Nous sommes prêts à accepter des échecs, mais je crois que nos objectifs doivent être partagés par tous les niveaux de l'enseignement, y compris celui des universités où l'enseignement des langues est souvent absent, en dehors des UFR de langues. Le bouleversement doit se réaliser à la fois au niveau structurel et au niveau culturel. La maîtrise de deux, voire trois langues étrangères doit faire partie du bagage culturel des élèves que nous allons former dans les années qui viennent. Dans ce but, notre démarche doit aboutir à l'émergence d'un nouvel état d'esprit.

Le dernier point que je voulais aborder concerne les évaluations. A partir de la rentrée 2002, les outils nationaux d'évaluation vont intégrer les langues vivantes, tout au moins pour ce qui est de la compréhension orale. Un délai supplémentaire est nécessaire avant d'envisager l'évaluation de l'expression orale. Des groupes de travail se penchent sur l'élaboration de ces systèmes d'évaluation. L'aide aux maîtres doit déboucher sur une aide aux élèves.

De la salle

Les parents choisissent les langues vivantes en fonction des compétences des intervenants que nous sommes susceptibles de leur proposer. Par exemple, dans certaines régions, la majorité des maîtres ont des compétences en allemand et l'enseignent à leurs élèves, sans que cela ne corresponde forcément à la demande de ces derniers. De fait, en sixième, sept élèves sur dix abandonnent la langue qu'ils avaient apprise dans le primaire.

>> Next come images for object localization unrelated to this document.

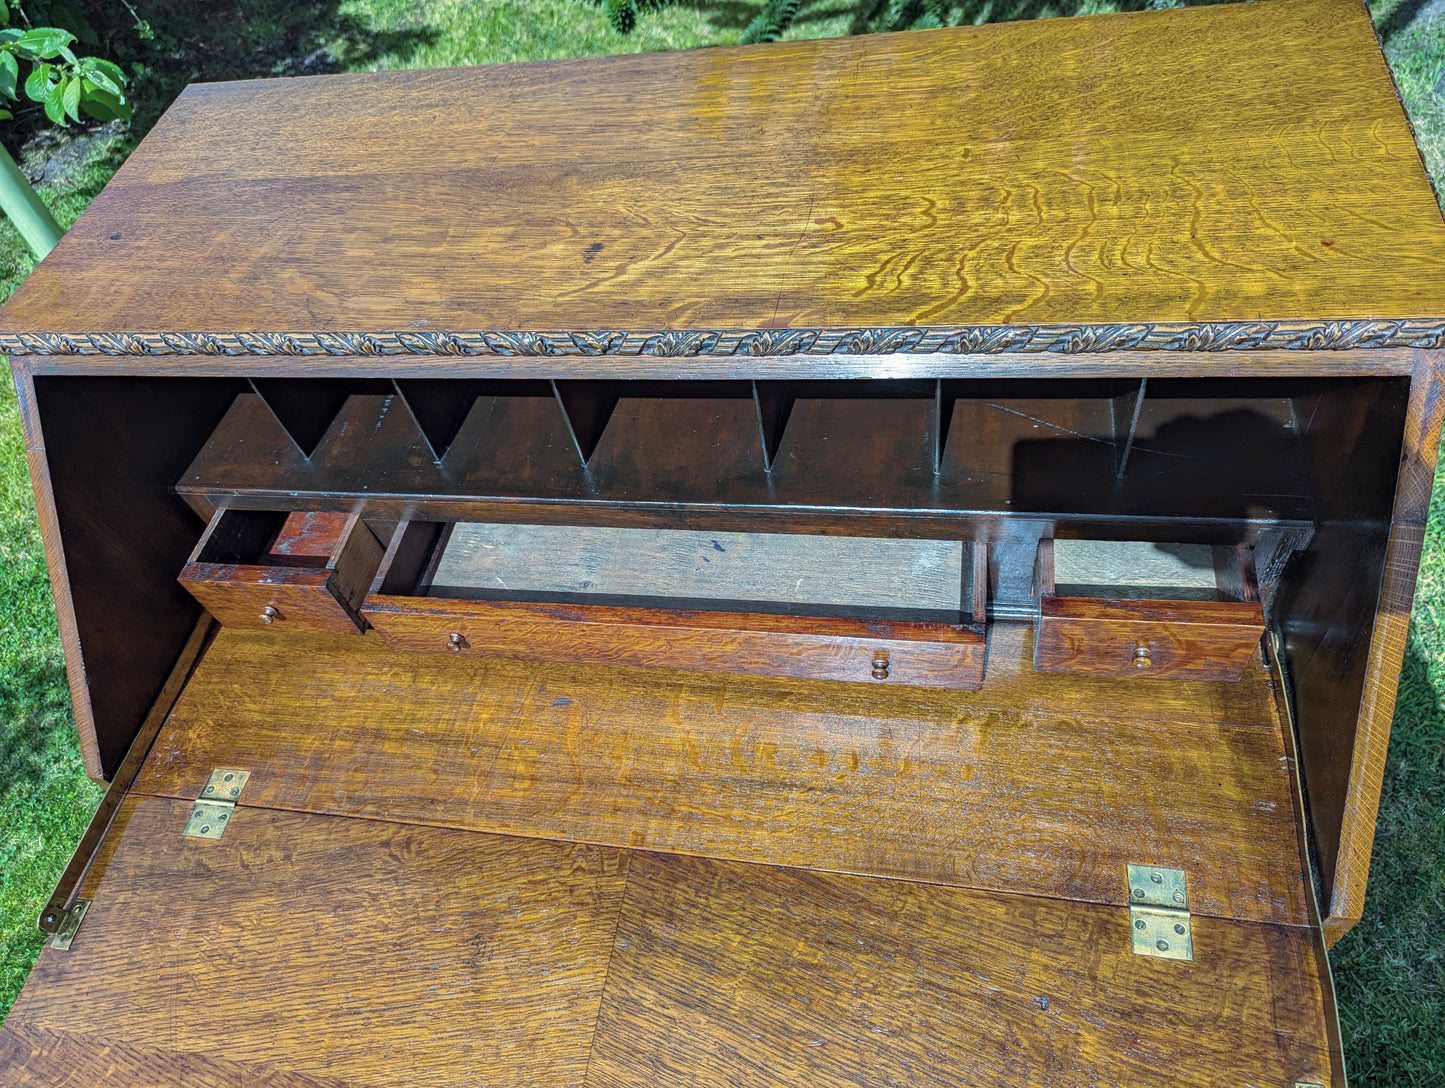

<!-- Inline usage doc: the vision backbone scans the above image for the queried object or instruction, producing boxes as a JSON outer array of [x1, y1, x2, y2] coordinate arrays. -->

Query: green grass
[[0, 378, 103, 1015], [0, 0, 1442, 1079]]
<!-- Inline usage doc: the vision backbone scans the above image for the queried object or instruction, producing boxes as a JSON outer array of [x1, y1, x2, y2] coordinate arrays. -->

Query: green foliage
[[742, 0, 804, 43], [0, 377, 103, 1020], [0, 5, 130, 124]]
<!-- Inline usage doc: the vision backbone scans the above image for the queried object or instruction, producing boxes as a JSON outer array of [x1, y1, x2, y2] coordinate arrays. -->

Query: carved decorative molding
[[2, 320, 1443, 357]]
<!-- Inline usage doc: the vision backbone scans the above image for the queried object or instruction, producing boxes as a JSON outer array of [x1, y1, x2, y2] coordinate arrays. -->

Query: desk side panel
[[1277, 354, 1441, 943], [1326, 349, 1443, 941], [25, 373, 246, 778]]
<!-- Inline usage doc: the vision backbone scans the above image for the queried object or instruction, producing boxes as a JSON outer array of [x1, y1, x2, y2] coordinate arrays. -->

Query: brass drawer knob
[[259, 605, 281, 625], [871, 651, 890, 680], [448, 632, 468, 652], [1132, 644, 1152, 669]]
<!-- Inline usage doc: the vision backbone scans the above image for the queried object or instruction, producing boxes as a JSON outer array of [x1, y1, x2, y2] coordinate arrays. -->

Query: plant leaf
[[78, 85, 129, 122], [24, 62, 52, 102], [18, 28, 76, 59], [78, 63, 121, 96], [82, 57, 125, 90], [44, 79, 67, 124], [0, 51, 17, 100], [62, 72, 81, 121]]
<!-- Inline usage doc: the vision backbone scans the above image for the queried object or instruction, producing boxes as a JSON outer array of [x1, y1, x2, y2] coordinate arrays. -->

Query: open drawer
[[362, 520, 990, 690], [1034, 538, 1266, 681], [177, 509, 385, 635]]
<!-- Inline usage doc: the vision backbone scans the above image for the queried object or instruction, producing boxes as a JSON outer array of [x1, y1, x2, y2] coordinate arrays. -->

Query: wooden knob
[[1133, 644, 1152, 668], [448, 632, 467, 652], [259, 605, 280, 625], [871, 651, 890, 680]]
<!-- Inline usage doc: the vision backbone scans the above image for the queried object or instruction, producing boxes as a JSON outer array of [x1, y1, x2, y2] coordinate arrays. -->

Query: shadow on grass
[[0, 656, 72, 802], [632, 0, 1245, 50], [1332, 634, 1445, 1083]]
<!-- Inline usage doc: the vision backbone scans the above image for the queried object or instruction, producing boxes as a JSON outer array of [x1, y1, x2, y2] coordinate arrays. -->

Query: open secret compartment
[[361, 520, 990, 689]]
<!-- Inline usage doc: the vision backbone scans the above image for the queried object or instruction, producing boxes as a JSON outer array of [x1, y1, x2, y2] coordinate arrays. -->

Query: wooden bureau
[[4, 0, 1444, 1083]]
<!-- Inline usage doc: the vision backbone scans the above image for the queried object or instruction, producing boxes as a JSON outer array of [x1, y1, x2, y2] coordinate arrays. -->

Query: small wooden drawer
[[178, 509, 385, 635], [361, 521, 989, 689], [1033, 538, 1265, 681]]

Dans le département de la Lozère, plusieurs collèges ne comptent que 150 à 200 élèves. Dans ces établissements, il n'est pas question d'offrir une grande diversité de formations en langues. De même, de nombreuses petites écoles de deux ou trois classes desservent un même collège, mais offrent des enseignements dans des langues différentes. Il est donc nécessaire d'harmoniser à la fois les formations en langues entre les écoles d'un même secteur géographique et également entre l'école et le collège. Quelles solutions proposez-vous pour faire face à cette complexité ?

Bernard MACCARIO

Il est vrai que, pour une part, l'offre de formation en langues est structurée en fonction des moyens disponibles. Toutefois, la continuité n'est pas prédéterminée par le collège, elle peut également être assurée à partir de l'offre proposée par le primaire.

De la salle

Je voudrais rapporter ici une expérience menée dans le Jura. Les élèves qui avaient bénéficié d'un enseignement en allemand dans le primaire et qui ont choisi l'anglais comme LV1 en sixième, ont pu bénéficier, dans cinq collèges du département, d'un enseignement d'allemand de deux heures hebdomadaires. Une heure était prise en charge par l'établissement et une heure par le rectorat.

Viviane BOUYSSE

Il nous a été signalé par l'Inspection générale que certaines académies avaient préparé des fiches pour renseigner les parents sur l'offre locale d'enseignement des langues. De notre côté, nous préparons actuellement des argumentaires qui seront communiqués aux académies, de telle façon que vous puissiez communiquer avec les parents sur ce sujet à partir d'un document pour partie commun aux diverses académies, et pour partie précisé en fonction du contexte local. Même si la demande sociale est en grande partie focalisée sur l'anglais, il ne faut pas occulter que l'apprentissage des langues s'étend sur de longues années. L'anglais est une langue dont la maîtrise est peut-être plus nécessaire que d'autres, mais son apprentissage peut débuter au collège, et non nécessairement en grande section.